In the former case, the plaintiff is entitled to recover. In the latter, he is not. Tuff v. Warman, 5 C. B. N. S. 573; Butterfield v. Forrester, 11 East, 58; Bridge v. Grand Junction Railroad Co., 3 M. & W. 244; Davis v. Mann, 10 id. 546; Clayards v. Dethick, 12 Q. B. 439; Van Lien v. Scoville Manufacturing Co., 14 Abb. (N. Y.) Pr. N. S. 74; Ince v. East Boston Ferry Co., 106 Mass. 149.
It remains to apply these tests to the case before us. The facts with respect to the cars left in the tunnel are not fully disclosed in the record. It is not shown when they were left there, how long they had been there, when it was intended to remove them, nor why they had not been removed before. It does appear that there was a watchman at the tunnel, and that he and the conductor of the train from which they were left, and the conductor of the train which carried the plaintiff, were all well selected, and competent for their places. For the purposes of this case, we assume that the defendant was guilty of negligence.
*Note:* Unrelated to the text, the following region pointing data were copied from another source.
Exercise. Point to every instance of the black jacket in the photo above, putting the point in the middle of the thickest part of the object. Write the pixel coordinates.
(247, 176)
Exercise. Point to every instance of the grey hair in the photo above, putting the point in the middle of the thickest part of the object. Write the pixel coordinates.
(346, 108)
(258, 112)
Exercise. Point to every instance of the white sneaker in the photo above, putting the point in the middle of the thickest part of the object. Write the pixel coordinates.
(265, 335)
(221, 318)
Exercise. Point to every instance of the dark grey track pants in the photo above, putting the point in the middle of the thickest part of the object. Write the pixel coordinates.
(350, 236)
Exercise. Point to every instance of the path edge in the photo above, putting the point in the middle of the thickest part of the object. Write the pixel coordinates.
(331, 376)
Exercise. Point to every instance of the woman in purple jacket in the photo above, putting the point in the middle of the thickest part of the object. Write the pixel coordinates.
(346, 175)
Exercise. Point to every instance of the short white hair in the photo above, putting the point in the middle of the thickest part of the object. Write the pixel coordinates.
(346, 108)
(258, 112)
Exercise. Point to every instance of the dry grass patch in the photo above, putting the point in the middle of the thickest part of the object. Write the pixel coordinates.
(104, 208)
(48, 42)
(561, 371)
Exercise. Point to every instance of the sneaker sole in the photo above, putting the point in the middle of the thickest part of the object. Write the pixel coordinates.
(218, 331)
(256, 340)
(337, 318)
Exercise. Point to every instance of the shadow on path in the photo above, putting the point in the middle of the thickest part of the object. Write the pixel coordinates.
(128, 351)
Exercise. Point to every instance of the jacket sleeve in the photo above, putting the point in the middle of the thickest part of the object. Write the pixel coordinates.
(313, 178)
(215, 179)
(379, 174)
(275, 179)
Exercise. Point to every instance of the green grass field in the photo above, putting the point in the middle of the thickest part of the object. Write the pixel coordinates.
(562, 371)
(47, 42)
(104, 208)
The plaintiff had been warned against riding on the pilot, and forbidden to do so. It was next to the cow-catcher, and obviously a place of peril, especially in case of collision. There was room for him in the box-car. He should have taken his place there. He could have gone into the box-car in as little, if not less, time than it took to climb to the pilot. The knowledge, assent, or direction of the company's agents as to what he did is immaterial. If told to get on anywhere, that the train was late, and that he must hurry, this was no justification for taking such a risk. As well might he have obeyed a suggestion to ride on the cow-catcher, or put himself on the track before the advancing wheels of the locomotive. The company, though bound to a high degree of care, did not insure his safety. He was not an infant nor non compos. The liability of the company was conditioned upon the exercise of reasonable and proper care and caution on his part. Without the latter, the former could not arise. He and another who rode beside him were the only person hurt upon the train. All those in the box-car, where he should have been, were uninjured. He would have escaped also if he had been there. His injury was due to his own recklessness and folly. He was himself the author of his misfortune. This is shown with as near an approach to a demonstration as any thing short of mathematics will permit. The case is thus clearly brought within the second of the predicates of mutual negligence we have laid down. Hickey v. Boston & Lowell Railroad Co., 14 Allen (Mass.), 429; Todd v. Old Colony Railroad Co., 3 id. 18; S. C. 7 id. 207; Gavett v. M. & L. Railroad Co., 16 Gray (Mass.), 501; Lucas v. N. B. & T. Railroad Co., 6 id. 64; Ward v. Railroad Company, 2 Abb. (N. Y.) Pr. N. S. 411; Galena & Chicago Union Railroad Co. v. Yarwood, 15 Ill. 468; Dogget v. Illinois Central Railroad Co., 34 Iowa, 284.
The plaintiff was not entitled to recover. It follows that the court erred in refusing the instruction asked upon this subject. If the company had prayed the court to direct the jury to return a verdict for the defendant, it would have been the duty of the court to give such direction, and error to refuse. Gavett v. M. & L. Railroad Co., supra; Merchants' Bank v. State Bank, 10 Wall. 604; Pleasants v. Fant, 22 id. 121.
Judgment reversed, and the cause remanded with directions to issue a venire de novo, and to proceed in conformity with this opinion.